In one case, a puddle had frozen over, then began drying up. The result was an interesting layer of thin ice held 2 or 3 inches above the water level.
Last night was by far the coldest night of the season thus far in Vermont. Temperatures dropped like a rock the second the sun set, into the mid 20s by the lake and colder elsewhere. There was still frost on shaded leaves and grass until around noon, and areas of frozen ground in Centennial Woods stuck around all day.
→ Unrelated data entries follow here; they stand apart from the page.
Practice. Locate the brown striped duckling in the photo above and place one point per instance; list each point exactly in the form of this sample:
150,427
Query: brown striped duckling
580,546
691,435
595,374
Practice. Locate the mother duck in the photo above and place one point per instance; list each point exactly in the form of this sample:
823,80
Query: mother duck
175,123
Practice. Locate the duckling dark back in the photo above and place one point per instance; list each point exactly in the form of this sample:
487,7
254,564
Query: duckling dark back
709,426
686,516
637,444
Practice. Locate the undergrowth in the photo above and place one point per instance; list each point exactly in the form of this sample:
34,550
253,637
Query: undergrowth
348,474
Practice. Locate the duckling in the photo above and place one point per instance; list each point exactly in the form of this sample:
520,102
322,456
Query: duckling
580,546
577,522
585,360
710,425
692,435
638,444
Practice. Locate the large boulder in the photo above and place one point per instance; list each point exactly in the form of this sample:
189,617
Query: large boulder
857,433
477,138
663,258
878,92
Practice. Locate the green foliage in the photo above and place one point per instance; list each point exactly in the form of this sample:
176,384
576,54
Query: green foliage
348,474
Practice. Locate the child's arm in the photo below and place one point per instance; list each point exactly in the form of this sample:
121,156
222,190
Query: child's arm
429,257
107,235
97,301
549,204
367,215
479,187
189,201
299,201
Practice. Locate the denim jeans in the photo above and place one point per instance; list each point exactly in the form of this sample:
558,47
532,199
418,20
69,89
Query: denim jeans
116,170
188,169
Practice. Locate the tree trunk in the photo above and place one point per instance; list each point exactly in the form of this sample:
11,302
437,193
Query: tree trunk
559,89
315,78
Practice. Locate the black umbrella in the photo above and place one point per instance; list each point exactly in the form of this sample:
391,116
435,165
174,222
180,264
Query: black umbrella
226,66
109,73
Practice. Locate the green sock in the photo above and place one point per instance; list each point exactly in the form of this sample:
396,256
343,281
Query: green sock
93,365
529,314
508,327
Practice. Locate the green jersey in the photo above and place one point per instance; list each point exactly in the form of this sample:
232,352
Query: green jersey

The Green Mountains are covered in snow.
If you have a rain barrel (in an area that regularly has freezing temperatures), and haven't drained and winterized it yet, it's time to do so! Water expands when it freezes, with enough force to rip apart rocks and burst pipes - easily enough force to ruin a rain barrel. Rain gardens can be left alone, and runoff that would otherwise go into your rain barrel can go into your rain garden - ice may form in these areas but the wetland plants in most rain gardens are used to icy conditions! Snowmelt is usually a much more gradual process than rainfall, but there's no reason not to let that water soak into the ground (when it isn't frozen), too.